Living Trust — Do you need one?

Not everyone needs a living trust. If you are young and don’t own much property and don’t mind making your heirs go through probate, all you need is a simple will. Probate fees on an estate worth $50,000 may be around $1000 —you could leave that in a safety deposit box.
Sometimes a will is just more simple to prepare, and to change. Each state has its own limits on the amount of worth that can be willed without probate. As a rule of thumb, you should examine what your heirs would have to pay in probate costs to quickly decide if a living trust is a better plan for you.
But if you intend to help your heirs avoid the cost and delay of probate, you may want to consider the advantages of a living trust. With a living trust, eveything is spelled out in advance and there are significant tax advantages—although the main advantage of a living trust is to avoid the messy problems of putting your family through probate.
If you have your own business, a living trust can help you appoint someone to keep the bills paid so that your business doesn’t dry up while awaiting probate court. The probate process can turn out to be a kind of legal purgatory. A waiting place where your goods are sorted out after your death. If you have a lot of assets, it may be putting your family thru one more unnecessary trial.
You can get a simple living trust made by a lawyer for $500 or more. If property has to be transfered into the name of the living trust, it may cost you $1000 or more. There are lawyers who specialize in living trusts who put them together for less. Or you can do it yourself with a book called Make Your Own Living Trust. This 300-page book was wriiten by a lawyer and contains all the advice you need to construct your own living trust. It even contains a CD-ROM with the forms you’ll need. You can read more about it at http://www.boomer-books.com
April 13th, 2005 at 4:26 am
Hey, here’s a good sample of a Living Will that anyone can use.

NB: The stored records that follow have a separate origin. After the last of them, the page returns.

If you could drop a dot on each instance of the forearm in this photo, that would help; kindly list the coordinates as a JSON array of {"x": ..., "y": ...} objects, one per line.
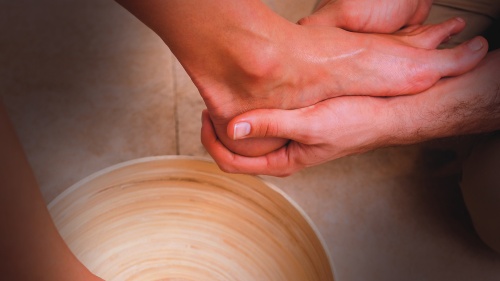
[
  {"x": 31, "y": 248},
  {"x": 467, "y": 104}
]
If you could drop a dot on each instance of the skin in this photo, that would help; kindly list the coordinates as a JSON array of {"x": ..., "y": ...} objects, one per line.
[
  {"x": 343, "y": 126},
  {"x": 259, "y": 60},
  {"x": 373, "y": 17},
  {"x": 30, "y": 245}
]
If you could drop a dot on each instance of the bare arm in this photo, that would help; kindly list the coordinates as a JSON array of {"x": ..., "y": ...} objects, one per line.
[
  {"x": 348, "y": 125},
  {"x": 30, "y": 246}
]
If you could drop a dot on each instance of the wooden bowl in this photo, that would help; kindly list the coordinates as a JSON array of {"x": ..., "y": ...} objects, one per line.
[{"x": 181, "y": 218}]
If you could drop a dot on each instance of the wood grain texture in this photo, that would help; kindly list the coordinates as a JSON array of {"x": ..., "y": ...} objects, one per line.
[{"x": 181, "y": 218}]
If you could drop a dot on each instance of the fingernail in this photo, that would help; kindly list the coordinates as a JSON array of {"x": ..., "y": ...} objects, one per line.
[
  {"x": 241, "y": 130},
  {"x": 476, "y": 44}
]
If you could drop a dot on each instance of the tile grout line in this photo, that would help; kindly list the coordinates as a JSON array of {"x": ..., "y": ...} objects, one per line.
[{"x": 176, "y": 100}]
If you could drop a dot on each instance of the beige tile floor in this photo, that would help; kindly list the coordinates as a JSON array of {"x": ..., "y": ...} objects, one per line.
[{"x": 88, "y": 86}]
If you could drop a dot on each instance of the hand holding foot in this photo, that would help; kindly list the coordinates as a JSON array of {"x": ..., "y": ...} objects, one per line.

Recent news shows how important it is that each of us has a living will.
The form below will prevent outside interference should you end up in dire
straits in the future.
LIVING WILL
I, _____________________ (fill in the blank), being of sound mind and
body, do not wish to be kept alive indefinitely by artificial means.
Under no circumstances should my fate be put in the hands of peckerwood
politicians who couldn’t pass ninth-grade biology if their lives depended on
it.
If a reasonable amount of time passes and I fail to sit up and ask for a
cold beer, it should be presumed that I won’t do so ever again. When such a determination is reached, I hereby instruct my spouse, children and
attending physicians to pull the plug, reel in the tubes and call it a day.
Under no circumstances shall the members of the Legislature enact a special law to keep me on life-support machinery. It is my wish that these boneheads mind their own damn business, and pay attention instead to the health, education and future of the millions of Americans who aren’t in a permanent coma and who nonetheless may be in need of nourishment.
Under no circumstances shall any politicians butt into this case. I don’t
care how many fundamentalist votes they’re trying to scrounge for their run for the presidency in 2008, it is my wish that they play politics with
someone else’s life and leave me alone to die in peace and dignity .
I couldn’t care less if a hundred religious zealots send e-mails to legislators in which they pretend to care about me. I don’t know these
people, and I certainly haven’t authorized them to preach and/or crusade on my behalf. They should mind their own damn business, too.
If any of my family goes against my wishes and turns my case into a
political cause, I hereby promise to come back from the grave and make his or her existence a living hell.